Project

General

Profile

Data loading scripts

Locations

  • nimoy
    • /home/bien_shared/bien2_scripts/
    • /home/dolins/Scripts/
  • https://code.nceas.ucsb.edu/code/projects/bien/ (UI)
    • bienDjango, makeVegxModel, tapir2flatClient

Databanks

  • nimoy:/home/bien_shared/bien2_scripts/data_loading_scripts/specimens/ (PHP)
    • ariz, ncu-ncsc, ny, remib, specieslink, uncc, utrecht
    • raw data: nimoy:/home/bien_shared/raw_data/
      • index: nimoy:/home/bien_shared/raw_data/bien_data_sources.xlsx
  • nimoy:/home/dolins/Scripts/ (PHP)
    • GBIF, MOBOT, FIA

Data formats

  • VegX: https://code.nceas.ucsb.edu/code/projects/bien/makeVegxModel/trunk/
    • contact: Matt Wheeler
    • requires GeoDjango
    • usage: php makeModel.php |python

Taxonomy

  • nimoy:/home/bien_shared/bien2_scripts/geoscrub/ (PHP)

Geovalidation

  • nimoy:/home/bien_shared/bien2_scripts/geoscrub/ (PHP)

Traits

  • nimoy:/home/bien_shared/bien2_scripts/data_loading_scripts/traits/load_traits/ (PHP)
    • import.php

Loading process

e-mail from Brad Boyle on 2011-10-18:

"Data was loaded in two steps: (1) raw data loaded to staging tables (see tables in database bien_staging) and then (2) loaded in a separate step from staging tables to the core db tables in bien2.

Steven Dolins and his students did the step 1 loading for FIA and CTFS (plots) and MO+GBIF (specimens); I did the rest (see the "loaded by" column in that spreadsheet I sent you). Step 2 was done entirely by Steve and his students.

The specimen data is uniform largely because it was provided to us as DwC files (the beauty of exchange schemas). Also because specimen data is inherently more uniform. You can find my Step 1 loading scripts in bien_shared/bien2_scripts/data_loading_scripts/. I believe some or all of Steve's loading scripts are in his directory (home/dolins/). Steve, do you mind if Aaron looks over your loading scripts?

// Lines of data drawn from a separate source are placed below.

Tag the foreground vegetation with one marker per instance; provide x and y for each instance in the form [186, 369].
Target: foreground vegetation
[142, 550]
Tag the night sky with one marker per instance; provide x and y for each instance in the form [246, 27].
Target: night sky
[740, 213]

The plot data loaded by me (to staging) is more complicated. Some of it was provided as Excel spreadsheets, some as plain text files, some as Access databases (salvias, vegbank, Carolina Vegetation Survey). Sorting out what the fields meant involved a lot of correspondence with data providers. I'm pretty sure I loaded most of the plot data first to MS Access, then transferred it to staging tables using ODBC. Scripting would have been better, but most of the loading was done in haste just prior to the 2009 BIEN meeting.

For some of the plots data (ci-team, madidi) the data in the raw_data directory is original, as provided. For other data (salvias, vegbank) I've provided the partially processed data already loaded to the staging tables, as the data as delivered was originally in MS Access databases. If you are interested in looking at the data in that format and have a copy of MS Access (2003 version would do) let me know and I will provide the Access databases as well.

I believe the plot data loaded by Steve, and the loading scripts, are in his directory."